What is the point of "bouncing" a mix down to stereo track in the recording software?

stratmaster713

New member
What is the point of "bouncing" a mix down to stereo track in the recording software?

What is the point of "bouncing" a mix down to stereo track in the recording software?

I use Cubase 5 FWIW

I don't get why this is common practice (or maybe it's not?) when if I want to export the file, I just export it from cubase, and it makes it a stereo file?

Am I missing something here?:confused:

Is it so when you go to master all the tracks together at once?
 
It can save processing power.
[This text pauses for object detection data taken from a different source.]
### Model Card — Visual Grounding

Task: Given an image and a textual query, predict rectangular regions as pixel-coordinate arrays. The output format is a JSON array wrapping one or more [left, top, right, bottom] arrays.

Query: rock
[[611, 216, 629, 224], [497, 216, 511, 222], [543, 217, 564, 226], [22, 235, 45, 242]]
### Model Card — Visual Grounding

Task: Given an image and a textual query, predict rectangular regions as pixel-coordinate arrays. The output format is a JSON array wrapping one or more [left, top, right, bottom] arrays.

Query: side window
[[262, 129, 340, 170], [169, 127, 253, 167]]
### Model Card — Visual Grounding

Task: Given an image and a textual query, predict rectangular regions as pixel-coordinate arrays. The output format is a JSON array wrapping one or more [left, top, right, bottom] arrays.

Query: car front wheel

If you have a slow cpu and 10 simultaneous tracks with plugins are bogging down the system and you need more tracks, you can make sure they are mixed how you want them and bounce them down (mixdown) to a stereo track with all effects applied. It's similar to the "exporting" you describe except it automagically puts the mixdown into it's own track for you and (in most cases) allows you to undo if you messed up. It's better practice to group your bounces (guitar tracks to one track, drums to another, etc.) instead of the simplified way I just described. If you aren't hitting this kind of CPU wall in your projects it is something you will rarely use.
 
It can save processing power. If you have a slow cpu and 10 simultaneous tracks with plugins are bogging down the system and you need more tracks, you can make sure they are mixed how you want them and bounce them down (mixdown) to a stereo track with all effects applied. It's similar to the "exporting" you describe except it automagically puts the mixdown into it's own track for you and (in most cases) allows you to undo if you messed up. It's better practice to group your bounces (guitar tracks to one track, drums to another, etc.) instead of the simplified way I just described. If you aren't hitting this kind of CPU wall in your projects it is something you will rarely use.

^^^THIS^^^

I have the CPU wall. I do it all the time.